The excessive moistness of the garden was of no concern to anyone at Hart House except for the new nurse, who had arrived on Thursday, and had attempted, on the two afternoons that were somewhat mild, to sit outside for a moment, away from the sickness and strain in the house. But she found the garden inhospitable, and so had resolved to stay indoors.
The new nurse (as you might have started to suspect) is Coral Glynn – she is there to care for the old lady of the household, who has a terminal illness. She is greeted by the taciturn son and heir, (Major) Clement Hart, and the ill-tempered, suspicious housekeeper. In rather an unexpected manner, Coral becomes key to the household – though local tragedy causes disruption here. And with those coy words I shall say no more about the plot.
Despite being light and endearing, there is a sensitive portrait of loneliness and uncertainty at the centre of the novel. Coral is brave and headstrong in some ways, but is orphaned and alone, and unaccustomed to friendship. Besides the Major are his married friends Dolly and Robin – Dolly is a vivacious type who immediately becomes bosom buddies with Coral (or tries to) while Robin is affable but has his own burdens to bear. We soon learn, in a touching aside-scene, that Robin and Clement had once been in love. It adds further dimension to the novel, but it does throw the novel a bit, since scenes between Robin and Clement are the only ones which aren’t focused through Coral’s perspective, so far as I can recall.

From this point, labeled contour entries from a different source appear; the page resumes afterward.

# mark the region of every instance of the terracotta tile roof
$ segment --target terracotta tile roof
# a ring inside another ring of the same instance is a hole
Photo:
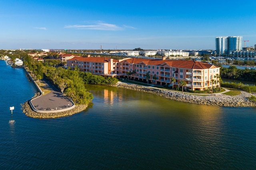
[[[199,61],[195,61],[192,60],[171,60],[161,59],[152,59],[142,58],[133,58],[124,60],[122,61],[122,63],[128,62],[129,63],[135,64],[144,64],[146,65],[160,65],[167,64],[170,67],[183,68],[188,69],[206,69],[213,67],[215,68],[219,68],[219,67],[215,66],[212,64],[203,63]]]
[[[74,57],[68,60],[74,60],[95,62],[106,62],[110,58],[106,57]],[[118,60],[113,59],[113,62],[118,62]],[[192,60],[164,60],[158,59],[147,59],[143,58],[132,58],[124,59],[121,63],[133,63],[136,64],[145,64],[153,65],[168,65],[171,67],[184,68],[188,69],[206,69],[212,68],[220,68],[212,64]]]
[[[110,58],[106,57],[74,57],[74,58],[68,59],[68,61],[77,60],[80,61],[95,62],[98,63],[105,63],[108,62],[108,59]],[[118,62],[118,60],[113,59],[114,62]]]

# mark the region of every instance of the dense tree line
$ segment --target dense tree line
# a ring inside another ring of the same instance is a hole
[[[256,81],[256,70],[246,68],[238,69],[236,66],[231,66],[229,68],[221,68],[221,78],[233,79],[247,81]]]
[[[86,91],[84,84],[110,85],[118,81],[115,78],[104,77],[80,71],[78,68],[72,70],[53,67],[60,65],[58,60],[46,59],[42,63],[27,56],[24,62],[36,79],[40,81],[45,76],[77,104],[87,104],[93,99],[92,95]]]

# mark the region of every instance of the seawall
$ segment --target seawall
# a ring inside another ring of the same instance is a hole
[[[201,96],[120,82],[114,86],[152,93],[177,101],[199,105],[231,107],[256,106],[255,103],[248,99],[252,95],[256,97],[256,95],[243,91],[241,91],[241,94],[235,96],[225,95]]]

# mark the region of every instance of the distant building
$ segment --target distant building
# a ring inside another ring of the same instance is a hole
[[[42,49],[41,50],[46,53],[50,52],[50,49]]]
[[[60,60],[61,60],[61,62],[63,62],[66,61],[67,60],[71,59],[75,57],[80,57],[80,56],[75,54],[64,53],[60,55],[59,58],[60,59]]]
[[[20,59],[16,58],[16,59],[15,59],[14,64],[16,65],[18,65],[19,66],[23,65],[23,61],[22,61],[22,60]]]
[[[216,54],[227,55],[231,54],[233,51],[241,51],[242,38],[241,36],[216,37]]]

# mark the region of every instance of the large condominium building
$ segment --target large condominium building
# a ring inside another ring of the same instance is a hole
[[[132,78],[160,85],[184,87],[192,90],[205,90],[219,86],[220,67],[192,60],[171,60],[127,58],[116,60],[104,57],[74,57],[67,61],[68,67],[105,77]],[[147,75],[146,76],[146,75]],[[175,82],[171,81],[172,77]]]
[[[231,54],[233,51],[242,50],[242,38],[241,36],[216,37],[216,54],[228,55]]]

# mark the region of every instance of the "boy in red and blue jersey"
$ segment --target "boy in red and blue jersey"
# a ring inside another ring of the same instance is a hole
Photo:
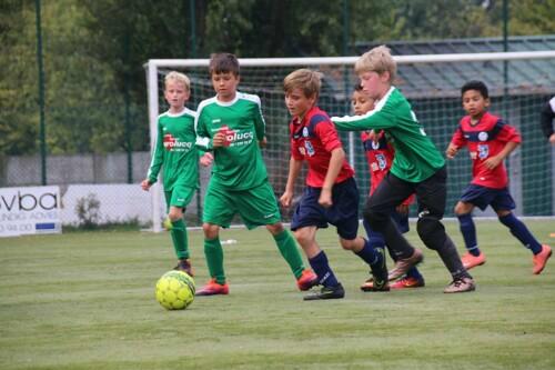
[[[374,99],[364,92],[362,86],[356,83],[354,87],[353,96],[351,97],[351,103],[353,106],[353,111],[356,116],[364,114],[372,109],[374,109]],[[377,133],[374,130],[362,131],[361,140],[364,147],[364,152],[366,154],[366,161],[370,169],[370,194],[374,192],[380,182],[385,178],[391,169],[393,158],[395,157],[395,149],[387,140],[385,132],[380,130]],[[398,231],[402,233],[408,232],[408,207],[414,202],[414,194],[405,199],[401,204],[398,204],[395,211],[391,214],[391,218],[395,222]],[[381,232],[372,230],[366,220],[363,221],[364,229],[369,236],[369,241],[374,248],[383,248],[385,244],[384,237]],[[393,260],[396,260],[394,253],[390,248],[387,248],[390,256]],[[424,278],[420,273],[418,269],[413,266],[408,269],[405,276],[401,277],[393,283],[390,283],[391,289],[406,289],[406,288],[420,288],[424,287]],[[373,289],[373,279],[366,280],[362,286],[361,290],[370,291]]]
[[[303,161],[309,163],[306,187],[296,206],[291,230],[303,248],[323,288],[304,297],[305,300],[339,299],[345,292],[333,273],[325,252],[316,243],[320,228],[335,226],[340,243],[353,251],[371,268],[374,291],[390,290],[383,250],[357,237],[359,189],[354,171],[330,117],[316,107],[321,88],[320,72],[300,69],[283,81],[285,104],[292,116],[290,123],[291,160],[285,192],[280,198],[284,207],[293,199],[294,183]]]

The plot rolls on, and Cameron combines the nuance of the characters’ relationships (and, particularly, Coral’s attempts to understand the world she finds herself in – and develop a personality that she feels comfortable with) with an intriguing story. The latter rather collapses, and I wasn’t convinced by the ending, but the journey was rather wonderful – it feels nostalgic without being too fey, and Cameron is a really good storyteller. It’s rare that I prefer a book set in the 1950s to one written in the 1950s – the same goes for any decade, not just the ’50s – but I did rather love reading this one. I’d be interested to see how Cameron writes when he’s not looking across an ocean and into the past, but if his understanding of character is maintained, then I’d like to read him writing about 21st-century America. If he has done?